The reason for this is that I have written a Content Management System that uses about 20 Perl modules some internal some external and rather than worry when it comes to the install or an upgrade we have decided to stick the whole thing in subversion and then wrap each release in a debian package. We have several sites to run this from so the more we can automate the better particularly if I can get the automatic testing sorted. Using subversion and the debian packages the whole system should be relatively low maintainance as far as upgrades are concerned and this is important. We don’t want to scrub ourselves into the upgrade corner and find we have neither the time or the budget to spend time on an upgrade. We want it automated for us and although it might be a pain in the arse to put in place it will pay dividends when we come to change things later.
We also have a postgres schema and some config files that need taking care of but as I found out today this is relatively simple using the debian packaging tools.

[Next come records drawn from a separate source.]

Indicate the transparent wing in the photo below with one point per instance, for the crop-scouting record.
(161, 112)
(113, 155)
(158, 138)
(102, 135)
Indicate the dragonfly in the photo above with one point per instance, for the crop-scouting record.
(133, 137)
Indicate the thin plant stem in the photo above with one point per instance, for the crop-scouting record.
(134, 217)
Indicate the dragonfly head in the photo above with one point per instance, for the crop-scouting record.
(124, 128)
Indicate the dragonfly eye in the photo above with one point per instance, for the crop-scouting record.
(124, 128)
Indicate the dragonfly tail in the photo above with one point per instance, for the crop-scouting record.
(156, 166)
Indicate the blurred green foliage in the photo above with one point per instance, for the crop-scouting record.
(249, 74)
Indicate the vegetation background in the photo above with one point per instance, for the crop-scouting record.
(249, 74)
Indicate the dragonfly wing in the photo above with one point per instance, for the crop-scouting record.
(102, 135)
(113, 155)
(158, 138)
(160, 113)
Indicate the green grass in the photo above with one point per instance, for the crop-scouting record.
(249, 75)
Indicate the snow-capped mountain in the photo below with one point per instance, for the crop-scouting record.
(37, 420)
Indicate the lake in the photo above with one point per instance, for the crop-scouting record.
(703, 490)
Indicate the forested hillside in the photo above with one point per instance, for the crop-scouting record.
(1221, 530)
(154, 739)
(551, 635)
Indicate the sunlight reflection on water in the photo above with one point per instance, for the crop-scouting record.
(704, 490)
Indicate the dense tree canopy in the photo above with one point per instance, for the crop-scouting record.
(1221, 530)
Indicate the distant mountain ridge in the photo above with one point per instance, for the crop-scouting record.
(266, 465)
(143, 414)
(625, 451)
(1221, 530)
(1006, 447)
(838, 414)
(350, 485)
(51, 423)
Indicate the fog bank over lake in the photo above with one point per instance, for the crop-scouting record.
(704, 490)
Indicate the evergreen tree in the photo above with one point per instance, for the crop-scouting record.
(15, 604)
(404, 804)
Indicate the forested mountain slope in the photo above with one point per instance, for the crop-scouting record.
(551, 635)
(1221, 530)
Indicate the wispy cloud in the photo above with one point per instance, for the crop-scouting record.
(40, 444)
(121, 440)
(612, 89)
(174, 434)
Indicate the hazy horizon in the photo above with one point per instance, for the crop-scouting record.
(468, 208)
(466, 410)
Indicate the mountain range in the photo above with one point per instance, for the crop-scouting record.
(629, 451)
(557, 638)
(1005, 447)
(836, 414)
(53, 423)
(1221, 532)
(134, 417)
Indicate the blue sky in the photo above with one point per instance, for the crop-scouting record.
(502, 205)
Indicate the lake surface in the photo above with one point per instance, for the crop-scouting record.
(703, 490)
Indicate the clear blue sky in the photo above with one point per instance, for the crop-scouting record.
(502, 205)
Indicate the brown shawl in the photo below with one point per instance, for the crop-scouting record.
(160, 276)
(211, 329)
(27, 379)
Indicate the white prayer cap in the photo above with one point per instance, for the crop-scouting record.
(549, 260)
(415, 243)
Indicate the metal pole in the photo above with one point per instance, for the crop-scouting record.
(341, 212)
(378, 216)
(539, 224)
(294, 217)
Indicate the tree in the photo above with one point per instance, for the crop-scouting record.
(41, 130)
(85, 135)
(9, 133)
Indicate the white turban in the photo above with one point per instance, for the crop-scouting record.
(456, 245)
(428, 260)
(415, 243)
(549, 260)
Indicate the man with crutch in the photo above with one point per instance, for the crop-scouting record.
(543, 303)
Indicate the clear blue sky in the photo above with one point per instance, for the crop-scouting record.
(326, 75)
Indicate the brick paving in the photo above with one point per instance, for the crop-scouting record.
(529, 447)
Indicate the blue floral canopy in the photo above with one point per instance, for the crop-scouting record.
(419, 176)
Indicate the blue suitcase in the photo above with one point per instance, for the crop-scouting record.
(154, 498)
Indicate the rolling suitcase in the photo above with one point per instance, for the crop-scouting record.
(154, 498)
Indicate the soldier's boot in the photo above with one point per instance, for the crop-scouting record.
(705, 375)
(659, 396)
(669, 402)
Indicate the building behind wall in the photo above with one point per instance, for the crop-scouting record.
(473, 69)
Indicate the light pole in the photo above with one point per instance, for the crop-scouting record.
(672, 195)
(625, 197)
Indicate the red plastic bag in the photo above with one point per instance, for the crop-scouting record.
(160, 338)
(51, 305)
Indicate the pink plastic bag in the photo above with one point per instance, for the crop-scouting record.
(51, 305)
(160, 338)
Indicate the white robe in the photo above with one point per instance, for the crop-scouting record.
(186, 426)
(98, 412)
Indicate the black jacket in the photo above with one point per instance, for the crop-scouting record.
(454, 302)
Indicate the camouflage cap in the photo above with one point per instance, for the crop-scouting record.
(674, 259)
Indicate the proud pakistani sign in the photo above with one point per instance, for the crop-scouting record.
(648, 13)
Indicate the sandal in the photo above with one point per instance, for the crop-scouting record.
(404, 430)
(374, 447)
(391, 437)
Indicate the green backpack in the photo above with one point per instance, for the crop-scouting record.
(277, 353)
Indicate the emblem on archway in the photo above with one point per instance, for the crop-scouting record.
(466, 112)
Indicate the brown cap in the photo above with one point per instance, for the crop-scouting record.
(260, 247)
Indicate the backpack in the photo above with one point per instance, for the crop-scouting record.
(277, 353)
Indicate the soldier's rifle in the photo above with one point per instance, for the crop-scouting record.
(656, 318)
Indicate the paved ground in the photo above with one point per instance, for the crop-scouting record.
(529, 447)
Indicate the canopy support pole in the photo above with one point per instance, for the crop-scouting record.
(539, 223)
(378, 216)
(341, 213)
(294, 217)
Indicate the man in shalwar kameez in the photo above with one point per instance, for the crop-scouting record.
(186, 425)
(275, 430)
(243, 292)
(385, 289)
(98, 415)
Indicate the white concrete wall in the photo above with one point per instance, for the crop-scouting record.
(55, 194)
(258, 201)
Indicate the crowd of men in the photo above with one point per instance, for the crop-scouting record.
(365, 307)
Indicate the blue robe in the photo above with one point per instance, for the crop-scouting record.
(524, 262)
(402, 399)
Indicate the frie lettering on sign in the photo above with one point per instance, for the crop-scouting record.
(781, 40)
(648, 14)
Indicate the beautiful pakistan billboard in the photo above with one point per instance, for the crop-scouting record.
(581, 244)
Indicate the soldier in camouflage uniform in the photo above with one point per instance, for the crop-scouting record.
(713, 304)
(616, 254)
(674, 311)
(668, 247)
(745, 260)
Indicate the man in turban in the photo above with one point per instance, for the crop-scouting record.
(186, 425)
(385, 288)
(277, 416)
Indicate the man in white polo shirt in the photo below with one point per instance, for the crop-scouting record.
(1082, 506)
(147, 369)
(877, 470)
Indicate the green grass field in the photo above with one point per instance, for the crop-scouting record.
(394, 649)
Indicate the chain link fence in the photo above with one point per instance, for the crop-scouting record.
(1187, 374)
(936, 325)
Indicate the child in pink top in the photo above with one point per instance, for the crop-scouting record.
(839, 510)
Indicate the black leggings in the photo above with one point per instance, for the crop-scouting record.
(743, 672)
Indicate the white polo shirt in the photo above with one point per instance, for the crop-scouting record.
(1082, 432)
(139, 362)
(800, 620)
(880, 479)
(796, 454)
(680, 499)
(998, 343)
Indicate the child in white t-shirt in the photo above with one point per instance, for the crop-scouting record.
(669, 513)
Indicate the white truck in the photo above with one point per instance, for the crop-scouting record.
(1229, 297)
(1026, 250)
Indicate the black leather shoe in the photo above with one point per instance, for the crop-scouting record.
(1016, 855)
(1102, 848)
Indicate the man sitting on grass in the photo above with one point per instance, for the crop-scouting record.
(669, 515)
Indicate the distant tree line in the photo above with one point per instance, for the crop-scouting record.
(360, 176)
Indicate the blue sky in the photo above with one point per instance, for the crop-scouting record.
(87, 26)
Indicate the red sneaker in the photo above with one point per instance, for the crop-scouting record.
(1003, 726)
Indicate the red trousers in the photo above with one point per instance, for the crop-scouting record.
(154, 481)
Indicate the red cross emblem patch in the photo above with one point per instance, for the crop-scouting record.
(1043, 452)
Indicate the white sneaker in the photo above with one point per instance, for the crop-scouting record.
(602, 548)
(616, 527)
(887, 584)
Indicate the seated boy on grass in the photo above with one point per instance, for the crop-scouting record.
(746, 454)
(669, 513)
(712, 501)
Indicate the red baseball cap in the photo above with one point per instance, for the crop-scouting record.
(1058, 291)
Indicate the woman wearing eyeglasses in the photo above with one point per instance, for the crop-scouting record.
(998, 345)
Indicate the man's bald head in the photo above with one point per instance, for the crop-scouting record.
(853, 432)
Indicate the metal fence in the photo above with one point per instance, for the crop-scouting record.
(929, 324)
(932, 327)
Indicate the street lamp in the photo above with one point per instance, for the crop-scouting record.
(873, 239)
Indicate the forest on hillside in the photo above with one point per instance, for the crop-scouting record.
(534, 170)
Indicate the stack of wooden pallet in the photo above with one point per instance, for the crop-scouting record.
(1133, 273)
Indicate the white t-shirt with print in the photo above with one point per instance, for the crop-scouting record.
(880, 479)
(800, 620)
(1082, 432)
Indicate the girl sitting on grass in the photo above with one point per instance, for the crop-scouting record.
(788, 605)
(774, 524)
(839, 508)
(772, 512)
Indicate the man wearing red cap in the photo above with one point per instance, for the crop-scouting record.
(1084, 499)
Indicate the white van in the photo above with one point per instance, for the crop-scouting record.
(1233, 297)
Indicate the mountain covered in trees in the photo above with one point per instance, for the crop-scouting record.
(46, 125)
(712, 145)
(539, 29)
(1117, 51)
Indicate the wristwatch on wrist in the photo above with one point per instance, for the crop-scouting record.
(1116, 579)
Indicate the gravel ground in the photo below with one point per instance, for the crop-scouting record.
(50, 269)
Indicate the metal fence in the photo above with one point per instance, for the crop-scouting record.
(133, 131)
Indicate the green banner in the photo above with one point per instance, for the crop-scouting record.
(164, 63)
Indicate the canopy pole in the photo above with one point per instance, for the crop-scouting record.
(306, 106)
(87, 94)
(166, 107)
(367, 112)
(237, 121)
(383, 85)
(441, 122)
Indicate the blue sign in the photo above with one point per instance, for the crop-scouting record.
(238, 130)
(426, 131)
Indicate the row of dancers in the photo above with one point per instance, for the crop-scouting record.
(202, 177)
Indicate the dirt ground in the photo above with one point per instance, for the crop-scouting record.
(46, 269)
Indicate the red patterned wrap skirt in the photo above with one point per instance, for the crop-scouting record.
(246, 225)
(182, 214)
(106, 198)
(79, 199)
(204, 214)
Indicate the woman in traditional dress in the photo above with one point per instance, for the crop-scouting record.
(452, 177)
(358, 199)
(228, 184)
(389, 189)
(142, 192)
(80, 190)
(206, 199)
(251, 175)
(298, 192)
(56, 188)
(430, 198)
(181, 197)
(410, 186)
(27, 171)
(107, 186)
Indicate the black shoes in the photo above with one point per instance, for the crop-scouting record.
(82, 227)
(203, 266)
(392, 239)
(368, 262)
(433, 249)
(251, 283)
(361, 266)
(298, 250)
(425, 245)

I suppose I should write a simple howto about how I did it because using the debian new maintainers guide is not really the best tutorial for those wishing to package their own application for internal use. I imagine there are some other tutorials around but I didn’t find them.

AMD64 and MSI K8T

Well, I got the AMD64 today and got it all put together with a few little mishaps. I am using an MSI K8T Neo motherboard which was bought simply because I couldn’t wait 5 days for the Asus which I would have preferred simply because it can take an extra gig of RAM over the MSI. I also had a problem with the power supply that was in the tower. Who would have thought that an ATX power supply wouldn’t have the proper 4 pin connector required to power the chip. I ripped Jen’s power supply out and used it. I can now safely say that an AMD 64 with 1 SATA 160Gb two 20Gb hard disks, CD player and 32Mb nvidia video card will run on a 300Watt power supply or at least it will on mine. I will be ordering a bigger quieter one but more on that later.
I uses an old netinst CD that I had laying around to put woody on and the immediately upgraded to sarge. All this went with very little mishap and so far the hardware has been running fine. All I need now is SATA support, I’ll do that tomorrow.